The irony, of course, is that no matter how high the humidity, nothing on a baseball field makes Livan Hernandez sweat. He's been through every scenario over the last 15 seasons. He's incapable of panic.
Just look at what he's now done this season. A 7-6 record. A 3.12 ERA. Two complete games. Thirteen starts in which he's allowed two earned runs or less over six or more innings.
As Willie Harris put it: "Livan's historical, man."
Hard to argue with that. The 35-year-old right-hander -- and yes, he insists that's his legitimate age -- is doing things no one expected four months ago. Remember, he couldn't get a job last winter. He finally settled for a minor-league deal from the Nationals after spring training had already commenced.
Club officials, especially those who hadn't seen Livo up close very much over the years, were skeptical.
"When I was coaching in places and he was on the other club, I'd watch him and I'd think something's wrong with him, because he's throwing 84 mph," Jim Riggleman said. "I thought: 'He's hurt.' Sure enough, in those games, later you'd see a 90 and he'd freeze a hitter. He's got a plan, and it's impressive."

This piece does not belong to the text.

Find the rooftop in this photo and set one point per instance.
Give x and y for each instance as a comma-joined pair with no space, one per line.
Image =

How anyone can question Hernandez's arsenal at this stage of a remarkable career is beyond me. Sure, you laugh when his fastball is clocking in the low 80s and his curveball slings up there in the low 60s. But you know what? It works.

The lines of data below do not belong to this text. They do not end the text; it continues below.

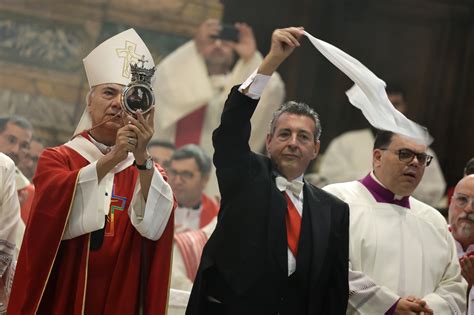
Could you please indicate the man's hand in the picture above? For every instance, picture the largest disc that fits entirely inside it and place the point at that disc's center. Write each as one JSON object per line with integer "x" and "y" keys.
{"x": 204, "y": 33}
{"x": 247, "y": 45}
{"x": 284, "y": 41}
{"x": 412, "y": 305}
{"x": 467, "y": 269}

"He leads our team in innings pitched," Riggleman said. "He's never missed a start. He's pitched on three days' rest when needed. He's just been everything for our staff."
Where would the Nationals be without Hernandez this season? They'd have Stephen Strasburg and ... well, nothing.
The organization has been touting all year how several pitchers will be returning from injuries at some point, pitchers who should make a real difference: Jordan Zimmerman. Ross Detwiler. Chien-Ming Wang. The underlying sentiment all along has been that Hernandez would get shoved aside by one of those guys, perhaps traded.
Maybe it's time for the Nationals to start looking at Livo less as a stopgap and more as an actual piece of the puzzle. Is he the guy you want at the top of your rotation? No, that's why you've got Strasburg.
But doesn't every playoff-caliber team need a workhorse, the guy who takes the ball every five days, never breaks down and always gives you a chance to win? The Nats gave Jason Marquis two years and $15 million to serve that role. They gave Livo a minor-league deal, and they probably won't be willing to give him more than a one-year contract this winter, if that.
And Livo will accept it, because it'll probably be the best offer on the table. For whatever reason, the baseball world never believes this guy has anything left. They expect him to break down again. They expect to declare his career dead. Again.
All the while, Livan Hernandez only asks you to give him the ball every five days and let him prove you wrong yet again.
"I'm 35 years old and I've still got a lot of gas in the tank," he said. "People can talk about how 'Livo is not this,' but I don't think about that. I go outside and give my best and try to have a good year and try to come back and have the same performance as before."